A character study as well as a meditation on communication, creativity, and physical space, TAKE WHAT YOU CAN CARRY is a picture of a young woman seen through the interiors she occupies and the company she keeps. A North American living abroad, Lilly (Hannah Gross, I USED TO BE DARKER) aspires to shape an intimate and private place of her own while remaining connected to the world around her. When she receives a letter from home, it provides the conduit she needs to fuse her transient self with the person she’s always known herself to be.
My first film made away from home, TAKE WHAT YOU CAN CARRY is my most personal and formally playful work yet. Inspired by George Perec’s text Species of Spaces, it imagines a character in transition, living in a foreign city for an indeterminate amount of time, trying to balance the various and distinct public and private manifestations of her personality.
Named after the first movie I ever saw (Charles Waters’ LILI) and the muse in Ryu Murakami’s Almost Transparent Blue, Lilly is that rare multidimensional screen character: gripping yet mercurial, grounded by the performance of the actor who plays her.
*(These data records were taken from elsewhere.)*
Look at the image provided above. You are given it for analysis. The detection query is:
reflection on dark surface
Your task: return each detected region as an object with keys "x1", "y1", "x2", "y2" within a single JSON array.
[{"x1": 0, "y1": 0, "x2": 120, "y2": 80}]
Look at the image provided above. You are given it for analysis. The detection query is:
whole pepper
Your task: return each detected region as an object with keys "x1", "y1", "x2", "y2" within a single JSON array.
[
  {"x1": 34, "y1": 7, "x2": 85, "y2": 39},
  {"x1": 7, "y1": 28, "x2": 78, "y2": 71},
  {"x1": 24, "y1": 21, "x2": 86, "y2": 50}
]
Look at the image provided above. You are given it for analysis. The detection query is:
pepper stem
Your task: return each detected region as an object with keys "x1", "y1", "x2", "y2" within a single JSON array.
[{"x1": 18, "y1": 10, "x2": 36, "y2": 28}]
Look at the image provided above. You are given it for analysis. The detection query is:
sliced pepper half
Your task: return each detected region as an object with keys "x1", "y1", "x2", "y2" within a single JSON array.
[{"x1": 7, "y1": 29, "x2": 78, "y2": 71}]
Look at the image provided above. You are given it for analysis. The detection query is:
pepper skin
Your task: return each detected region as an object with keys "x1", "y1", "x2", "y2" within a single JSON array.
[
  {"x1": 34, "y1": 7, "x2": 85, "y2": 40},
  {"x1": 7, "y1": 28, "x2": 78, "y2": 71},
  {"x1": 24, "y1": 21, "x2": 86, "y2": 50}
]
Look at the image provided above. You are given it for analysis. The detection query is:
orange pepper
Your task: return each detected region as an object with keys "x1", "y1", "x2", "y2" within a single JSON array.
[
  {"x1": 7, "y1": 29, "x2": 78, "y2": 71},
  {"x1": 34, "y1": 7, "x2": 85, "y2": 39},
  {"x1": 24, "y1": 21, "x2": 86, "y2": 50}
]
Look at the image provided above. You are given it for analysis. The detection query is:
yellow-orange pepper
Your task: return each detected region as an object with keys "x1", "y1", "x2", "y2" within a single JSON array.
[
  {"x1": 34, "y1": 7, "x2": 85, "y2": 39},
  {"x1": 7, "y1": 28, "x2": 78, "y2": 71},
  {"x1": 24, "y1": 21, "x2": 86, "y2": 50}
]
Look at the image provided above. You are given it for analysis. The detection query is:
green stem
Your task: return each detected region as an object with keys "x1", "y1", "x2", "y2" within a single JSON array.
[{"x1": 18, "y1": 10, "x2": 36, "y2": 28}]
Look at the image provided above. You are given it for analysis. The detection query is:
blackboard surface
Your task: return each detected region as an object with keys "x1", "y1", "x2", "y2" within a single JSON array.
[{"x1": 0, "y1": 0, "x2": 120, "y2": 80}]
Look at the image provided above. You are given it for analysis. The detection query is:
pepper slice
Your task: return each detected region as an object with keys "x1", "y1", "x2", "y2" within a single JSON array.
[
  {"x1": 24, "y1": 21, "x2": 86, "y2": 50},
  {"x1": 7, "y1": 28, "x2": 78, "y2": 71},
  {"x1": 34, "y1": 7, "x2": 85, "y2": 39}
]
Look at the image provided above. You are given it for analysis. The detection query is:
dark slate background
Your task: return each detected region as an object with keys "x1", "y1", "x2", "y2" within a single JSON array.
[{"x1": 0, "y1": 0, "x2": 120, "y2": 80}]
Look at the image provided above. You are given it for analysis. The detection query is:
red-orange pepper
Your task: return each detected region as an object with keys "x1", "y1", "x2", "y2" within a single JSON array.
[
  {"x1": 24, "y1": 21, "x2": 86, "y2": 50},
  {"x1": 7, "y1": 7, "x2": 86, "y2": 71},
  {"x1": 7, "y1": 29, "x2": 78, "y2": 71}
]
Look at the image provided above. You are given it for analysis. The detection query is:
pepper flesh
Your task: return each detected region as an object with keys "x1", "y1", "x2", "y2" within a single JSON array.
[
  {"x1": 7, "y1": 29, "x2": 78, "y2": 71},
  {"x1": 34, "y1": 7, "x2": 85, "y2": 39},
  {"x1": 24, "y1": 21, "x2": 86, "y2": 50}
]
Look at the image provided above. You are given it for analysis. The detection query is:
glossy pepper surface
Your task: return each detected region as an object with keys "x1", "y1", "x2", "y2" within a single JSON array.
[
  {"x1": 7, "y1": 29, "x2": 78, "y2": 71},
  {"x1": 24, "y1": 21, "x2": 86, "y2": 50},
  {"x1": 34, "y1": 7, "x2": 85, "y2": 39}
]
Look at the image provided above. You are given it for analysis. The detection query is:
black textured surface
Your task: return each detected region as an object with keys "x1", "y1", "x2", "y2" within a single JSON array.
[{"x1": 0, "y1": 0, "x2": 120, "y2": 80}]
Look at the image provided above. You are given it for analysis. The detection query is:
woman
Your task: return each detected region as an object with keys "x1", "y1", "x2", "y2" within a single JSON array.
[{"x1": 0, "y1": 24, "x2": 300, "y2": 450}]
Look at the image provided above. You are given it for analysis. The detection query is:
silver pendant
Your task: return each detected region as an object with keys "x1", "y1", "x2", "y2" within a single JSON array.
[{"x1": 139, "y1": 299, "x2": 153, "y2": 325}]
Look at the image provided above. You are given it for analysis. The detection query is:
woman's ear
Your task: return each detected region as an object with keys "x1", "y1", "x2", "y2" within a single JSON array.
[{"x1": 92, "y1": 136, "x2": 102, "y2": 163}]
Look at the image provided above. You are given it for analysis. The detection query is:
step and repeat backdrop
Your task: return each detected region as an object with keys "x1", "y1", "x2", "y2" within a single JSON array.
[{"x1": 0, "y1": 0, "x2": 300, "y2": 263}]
The other central character in the film, Lilly’s grandmother, is never seen. She is only heard through the letter Lilly receives from her and reads aloud, an actual letter written by my grandmother to me.
For the supporting roles, I was extremely lucky to cast a number of actors I’ve admired from afar, including Angela Shanelec, Jean-Christophe Folly, and members of the Berlin-based theatre company Gob Squad. The excellent technical and producing team was European and the film was funded through a grant from The Wexner Center for the Arts and a fellowship from the Harvard Film Study Center. It was written and produced in three months.
Because everything came together very quickly, I found myself writing for imagined locations while actively scouting real ones, adding new scenes to include the people and places I found along the way. It was a continuing dialogue with Berlin and the friends I’ve made there, but in the end there is almost nothing of the city on screen except the sounds, as if its image existed only in the collective imagination.
“I would like there to exist places that are stable, unmoving, intangible, untouched and almost untouchable, unchanging, deep-rooted; places that might be points of reference, of departure, of origin…Such places don’t exist, and it’s because they don’t exist that space becomes a question, ceases to be self-evident, ceases to be incorporated, ceases to be appropriated. Space is a doubt: I have constantly to mark it, to designate it. It’s never mine, never given to me, I have to conquer it.”